Was denkt bzw. wisst ihr darüber? Leider haben wir ja noch Gesetzte der 80iger Jahre bezüglich des Urheberrechts, Respekt, dass die angeblich immer noch als "verwendbar" gelten, in einer total anderen Ähre des Internet-Netzwerkes... 


Über Wissenswertes von Euch wären wohl viele dankbar..


----------



## SpotlightXFX (25. Dezember 2013)

Macht es einfach , stress gibt es da nicht. Hald ned herumerzählen und teilen des Links. Macht den Link , lads runter und lösche ihn wieder.^^


----------



## Bakus2012 (25. Dezember 2013)

Ich möchte das nicht machen, da hast mich wohl falsch verstanden... 

Ich habe mit meinem Bruder gewettet, dass Musik/Film etc.-Material auch über Cloud-Services nicht erlaubt ist bzw. erlaubt ist.

Wenn dass so ist, wie du geschrieben hast, verliere ich wohl 5€


----------



## Yellowbear (25. Dezember 2013)

Ja, die 5€ bist du ziemlich sicher los.
Das ist eine ganz normale Privatkopie, wenn es sich um eine legale Quelle handelt und du kein Geld damit verdienst. Weitergeben an einige gute Bekannte darf man dank Privatkopie ja auch und solange die Musik nicht öffentlich (aka jedermann) zugänglich ist, ist das Medium Dropbox kein Problem.


----------



## Gast20140625 (25. Dezember 2013)

Jop, solange du sie aus einer legalen Quelle hast und dabei keinen (technisch wirksamen) Kopierschutz umgehen musst, darfst du für gute Bekannte eine Privatkopie erstellen. Zumindest hab ich das so mitbekommen.

Du darfst natürlich nicht deine eigene Tauschbörse aufmachen. So nach dem Motte: "Hier der Dropbox-Ordner, ladet alle eure Musik hoch und nehmt euch was euch gefällt. Und verteilt den Link an alle Bekannte weiter."


----------



## Bakus2012 (25. Dezember 2013)

Schade,

ich war mir so  sicher, dass das verboten ist...

Naja, den Theard darf ich ihm jetzt nicht zeigen  jetzt muss ich irgendetwas im Internet heraussuchen (Artikel/Bericht), in dem die Rede von "Unklar" oder wenigstens "teilweise verboten" ist.

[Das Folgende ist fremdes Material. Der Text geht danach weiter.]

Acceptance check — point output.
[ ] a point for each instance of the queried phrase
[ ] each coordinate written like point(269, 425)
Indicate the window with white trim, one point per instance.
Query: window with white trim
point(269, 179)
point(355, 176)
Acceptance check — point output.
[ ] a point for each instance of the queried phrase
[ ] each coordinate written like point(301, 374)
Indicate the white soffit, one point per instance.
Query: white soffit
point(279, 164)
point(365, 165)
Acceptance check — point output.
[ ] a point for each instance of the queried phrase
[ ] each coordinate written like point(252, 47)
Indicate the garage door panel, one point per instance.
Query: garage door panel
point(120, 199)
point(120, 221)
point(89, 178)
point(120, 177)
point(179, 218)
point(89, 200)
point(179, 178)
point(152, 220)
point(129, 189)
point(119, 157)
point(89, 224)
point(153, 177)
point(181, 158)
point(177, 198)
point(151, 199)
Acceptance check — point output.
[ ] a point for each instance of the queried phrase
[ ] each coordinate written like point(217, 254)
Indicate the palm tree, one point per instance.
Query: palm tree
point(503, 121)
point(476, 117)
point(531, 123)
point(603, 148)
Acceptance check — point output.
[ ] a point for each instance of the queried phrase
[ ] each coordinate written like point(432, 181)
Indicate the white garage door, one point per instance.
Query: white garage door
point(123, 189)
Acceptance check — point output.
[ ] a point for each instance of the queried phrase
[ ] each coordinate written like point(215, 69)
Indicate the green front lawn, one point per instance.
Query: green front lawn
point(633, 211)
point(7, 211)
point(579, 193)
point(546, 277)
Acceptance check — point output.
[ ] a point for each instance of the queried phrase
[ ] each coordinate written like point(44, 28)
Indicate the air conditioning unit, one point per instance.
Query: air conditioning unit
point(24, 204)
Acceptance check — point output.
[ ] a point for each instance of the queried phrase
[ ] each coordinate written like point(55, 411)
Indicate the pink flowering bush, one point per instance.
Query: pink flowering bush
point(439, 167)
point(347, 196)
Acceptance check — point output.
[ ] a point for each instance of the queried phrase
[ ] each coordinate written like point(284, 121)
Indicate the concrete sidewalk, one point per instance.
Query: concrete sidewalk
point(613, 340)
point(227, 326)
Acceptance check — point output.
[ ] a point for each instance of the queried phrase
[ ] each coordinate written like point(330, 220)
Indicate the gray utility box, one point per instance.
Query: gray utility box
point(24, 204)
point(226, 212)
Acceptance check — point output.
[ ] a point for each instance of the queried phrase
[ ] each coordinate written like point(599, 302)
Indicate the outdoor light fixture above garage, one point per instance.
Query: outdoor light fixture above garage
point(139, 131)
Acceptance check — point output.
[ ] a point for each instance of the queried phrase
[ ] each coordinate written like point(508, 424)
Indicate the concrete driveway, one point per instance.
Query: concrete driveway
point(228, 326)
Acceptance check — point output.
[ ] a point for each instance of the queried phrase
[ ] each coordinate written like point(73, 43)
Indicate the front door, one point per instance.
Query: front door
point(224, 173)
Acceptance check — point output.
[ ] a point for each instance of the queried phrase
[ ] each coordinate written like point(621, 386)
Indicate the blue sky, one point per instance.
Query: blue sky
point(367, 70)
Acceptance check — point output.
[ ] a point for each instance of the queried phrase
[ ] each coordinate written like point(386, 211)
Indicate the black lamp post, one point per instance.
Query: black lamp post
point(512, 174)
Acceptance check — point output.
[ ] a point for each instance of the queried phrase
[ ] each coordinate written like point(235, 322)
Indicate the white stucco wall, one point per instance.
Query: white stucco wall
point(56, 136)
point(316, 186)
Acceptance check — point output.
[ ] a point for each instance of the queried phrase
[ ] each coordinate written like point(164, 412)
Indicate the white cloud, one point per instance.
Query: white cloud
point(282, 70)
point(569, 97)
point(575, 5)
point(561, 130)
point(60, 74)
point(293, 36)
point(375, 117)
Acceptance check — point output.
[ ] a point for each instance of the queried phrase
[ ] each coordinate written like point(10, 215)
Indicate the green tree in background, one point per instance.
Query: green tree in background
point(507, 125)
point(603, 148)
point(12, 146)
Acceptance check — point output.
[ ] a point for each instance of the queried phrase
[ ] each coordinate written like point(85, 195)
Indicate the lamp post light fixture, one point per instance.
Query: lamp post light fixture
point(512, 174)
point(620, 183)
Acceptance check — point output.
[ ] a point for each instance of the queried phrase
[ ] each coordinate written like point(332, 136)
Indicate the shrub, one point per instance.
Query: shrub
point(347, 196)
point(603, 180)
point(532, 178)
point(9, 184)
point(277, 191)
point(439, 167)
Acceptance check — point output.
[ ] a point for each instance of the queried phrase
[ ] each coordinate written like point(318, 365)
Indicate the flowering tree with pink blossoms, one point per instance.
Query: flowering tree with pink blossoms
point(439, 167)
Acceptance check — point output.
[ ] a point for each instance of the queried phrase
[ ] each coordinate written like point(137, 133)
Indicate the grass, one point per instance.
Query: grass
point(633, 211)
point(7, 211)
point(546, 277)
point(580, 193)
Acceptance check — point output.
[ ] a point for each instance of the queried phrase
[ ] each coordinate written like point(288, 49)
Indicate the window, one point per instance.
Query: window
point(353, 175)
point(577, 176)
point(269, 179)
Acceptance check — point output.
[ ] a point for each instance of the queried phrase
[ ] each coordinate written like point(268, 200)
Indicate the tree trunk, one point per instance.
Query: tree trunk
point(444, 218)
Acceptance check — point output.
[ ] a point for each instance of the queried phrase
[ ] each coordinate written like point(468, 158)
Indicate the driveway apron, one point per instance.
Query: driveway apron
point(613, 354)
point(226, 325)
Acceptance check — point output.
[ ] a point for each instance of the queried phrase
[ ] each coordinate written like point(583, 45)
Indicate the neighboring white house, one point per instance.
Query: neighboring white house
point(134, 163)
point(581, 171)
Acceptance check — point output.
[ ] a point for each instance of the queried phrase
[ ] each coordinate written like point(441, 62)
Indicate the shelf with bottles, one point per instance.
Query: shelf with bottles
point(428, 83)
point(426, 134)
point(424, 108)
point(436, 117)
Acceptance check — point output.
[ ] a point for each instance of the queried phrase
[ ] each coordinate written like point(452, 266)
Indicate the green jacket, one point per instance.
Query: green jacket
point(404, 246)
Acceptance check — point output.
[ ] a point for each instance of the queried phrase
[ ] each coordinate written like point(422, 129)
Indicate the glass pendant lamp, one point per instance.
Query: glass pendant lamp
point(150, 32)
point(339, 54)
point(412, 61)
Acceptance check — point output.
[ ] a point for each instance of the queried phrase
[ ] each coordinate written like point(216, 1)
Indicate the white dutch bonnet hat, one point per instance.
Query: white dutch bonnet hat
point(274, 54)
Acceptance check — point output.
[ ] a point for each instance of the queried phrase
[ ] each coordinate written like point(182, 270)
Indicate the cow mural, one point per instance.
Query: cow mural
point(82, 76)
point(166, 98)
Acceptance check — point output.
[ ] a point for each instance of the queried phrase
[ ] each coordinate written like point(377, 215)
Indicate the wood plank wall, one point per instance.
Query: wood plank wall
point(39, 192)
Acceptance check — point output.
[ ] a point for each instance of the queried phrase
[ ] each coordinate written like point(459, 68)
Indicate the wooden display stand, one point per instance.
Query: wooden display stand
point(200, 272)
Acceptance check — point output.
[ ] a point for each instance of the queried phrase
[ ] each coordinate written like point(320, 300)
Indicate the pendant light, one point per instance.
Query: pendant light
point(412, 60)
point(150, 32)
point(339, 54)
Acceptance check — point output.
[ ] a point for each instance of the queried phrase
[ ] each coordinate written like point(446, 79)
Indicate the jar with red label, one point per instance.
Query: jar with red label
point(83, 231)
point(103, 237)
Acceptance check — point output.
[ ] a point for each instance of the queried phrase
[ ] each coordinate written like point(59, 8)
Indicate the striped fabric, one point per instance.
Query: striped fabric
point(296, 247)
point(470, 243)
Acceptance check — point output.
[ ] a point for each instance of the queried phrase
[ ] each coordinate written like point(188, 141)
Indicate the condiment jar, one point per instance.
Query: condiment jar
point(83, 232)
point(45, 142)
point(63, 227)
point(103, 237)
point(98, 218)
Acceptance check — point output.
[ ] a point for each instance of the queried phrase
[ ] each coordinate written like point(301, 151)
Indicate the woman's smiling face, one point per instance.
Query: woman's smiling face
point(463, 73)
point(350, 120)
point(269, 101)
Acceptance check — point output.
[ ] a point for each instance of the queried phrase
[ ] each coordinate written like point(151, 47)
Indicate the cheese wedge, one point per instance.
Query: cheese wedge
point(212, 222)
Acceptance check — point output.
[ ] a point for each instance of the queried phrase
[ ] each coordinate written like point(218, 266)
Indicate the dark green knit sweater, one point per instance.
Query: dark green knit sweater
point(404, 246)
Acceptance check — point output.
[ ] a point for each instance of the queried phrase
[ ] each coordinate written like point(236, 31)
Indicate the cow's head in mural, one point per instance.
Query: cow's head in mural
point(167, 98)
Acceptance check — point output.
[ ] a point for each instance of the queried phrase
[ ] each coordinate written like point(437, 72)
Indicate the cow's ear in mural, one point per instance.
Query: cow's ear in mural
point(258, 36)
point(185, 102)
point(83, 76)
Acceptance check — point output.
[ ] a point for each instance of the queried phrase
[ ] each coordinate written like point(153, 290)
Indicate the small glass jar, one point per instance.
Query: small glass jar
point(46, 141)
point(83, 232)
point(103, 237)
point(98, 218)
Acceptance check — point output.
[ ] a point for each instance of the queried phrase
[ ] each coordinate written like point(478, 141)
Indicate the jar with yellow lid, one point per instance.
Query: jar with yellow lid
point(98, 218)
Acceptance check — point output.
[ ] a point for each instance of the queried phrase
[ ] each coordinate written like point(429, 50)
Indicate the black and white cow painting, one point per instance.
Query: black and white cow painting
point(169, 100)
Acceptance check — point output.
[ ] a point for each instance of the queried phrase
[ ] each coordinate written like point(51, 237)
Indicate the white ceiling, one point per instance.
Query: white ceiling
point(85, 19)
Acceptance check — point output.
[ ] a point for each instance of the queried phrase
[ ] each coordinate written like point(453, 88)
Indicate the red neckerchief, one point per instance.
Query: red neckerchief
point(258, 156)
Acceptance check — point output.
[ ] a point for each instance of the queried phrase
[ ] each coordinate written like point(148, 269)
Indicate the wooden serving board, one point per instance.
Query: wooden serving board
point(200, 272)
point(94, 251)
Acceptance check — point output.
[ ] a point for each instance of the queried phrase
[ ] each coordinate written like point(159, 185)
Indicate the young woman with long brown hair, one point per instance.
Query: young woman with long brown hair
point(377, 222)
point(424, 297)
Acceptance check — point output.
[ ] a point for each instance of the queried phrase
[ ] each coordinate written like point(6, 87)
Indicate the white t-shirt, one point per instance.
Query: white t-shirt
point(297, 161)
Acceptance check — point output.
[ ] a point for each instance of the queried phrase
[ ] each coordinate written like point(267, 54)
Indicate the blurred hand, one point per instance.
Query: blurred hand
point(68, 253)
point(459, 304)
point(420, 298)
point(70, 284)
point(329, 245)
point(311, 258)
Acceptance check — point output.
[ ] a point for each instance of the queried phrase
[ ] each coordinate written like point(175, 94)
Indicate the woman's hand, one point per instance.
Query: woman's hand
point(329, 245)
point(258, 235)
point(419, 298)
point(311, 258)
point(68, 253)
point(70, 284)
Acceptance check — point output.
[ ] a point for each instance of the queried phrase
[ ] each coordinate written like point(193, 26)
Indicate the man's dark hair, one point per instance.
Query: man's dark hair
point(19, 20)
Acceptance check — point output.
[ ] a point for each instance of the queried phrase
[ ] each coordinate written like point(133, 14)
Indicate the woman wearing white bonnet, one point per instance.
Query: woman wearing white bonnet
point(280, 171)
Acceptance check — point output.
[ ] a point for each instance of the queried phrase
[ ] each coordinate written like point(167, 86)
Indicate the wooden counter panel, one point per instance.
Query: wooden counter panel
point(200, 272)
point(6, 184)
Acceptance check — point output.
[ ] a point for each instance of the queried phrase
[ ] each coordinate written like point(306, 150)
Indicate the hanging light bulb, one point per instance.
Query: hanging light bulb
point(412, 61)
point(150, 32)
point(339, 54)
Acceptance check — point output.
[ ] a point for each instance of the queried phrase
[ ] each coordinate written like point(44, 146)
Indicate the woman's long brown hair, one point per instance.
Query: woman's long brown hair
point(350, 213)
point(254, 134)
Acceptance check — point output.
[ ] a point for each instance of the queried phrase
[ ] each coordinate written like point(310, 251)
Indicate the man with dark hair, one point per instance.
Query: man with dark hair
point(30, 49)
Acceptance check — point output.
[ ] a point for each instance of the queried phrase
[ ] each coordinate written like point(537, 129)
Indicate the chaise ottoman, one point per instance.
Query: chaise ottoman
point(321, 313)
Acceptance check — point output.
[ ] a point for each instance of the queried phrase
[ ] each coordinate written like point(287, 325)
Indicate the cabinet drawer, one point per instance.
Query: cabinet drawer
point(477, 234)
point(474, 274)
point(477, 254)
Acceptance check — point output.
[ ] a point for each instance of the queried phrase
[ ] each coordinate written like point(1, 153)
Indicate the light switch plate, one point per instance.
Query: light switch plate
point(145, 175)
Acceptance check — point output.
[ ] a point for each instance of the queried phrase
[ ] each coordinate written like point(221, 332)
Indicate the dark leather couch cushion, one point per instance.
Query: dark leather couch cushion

Habt ihr da was von gefunden?


MfG Bakus2012.


----------



## Yellowbear (25. Dezember 2013)

Bakus2012 schrieb:


> Naja, den Theard darf ich ihm jetzt nicht zeigen  jetzt muss ich irgendetwas im Internet heraussuchen (Artikel/Bericht), in dem die Rede von "Unklar" oder wenigstens "teilweise verboten" ist.



Ernsthaft? Wettschulden sind Ehrenschulden.


----------



## loser321 (25. Dezember 2013)

Ganz ehrlich, ich würde dazu stehen verloren zu haben. Ehre und so.
Bezahl...


----------



## Bakus2012 (25. Dezember 2013)

Habe auch leider Nichts gefunden 

Tja, aber ihr habt Recht, Einfach wegen der Ehre 

Trotzdem Danke Euch  (Obwohl ich verloren habe  )


----------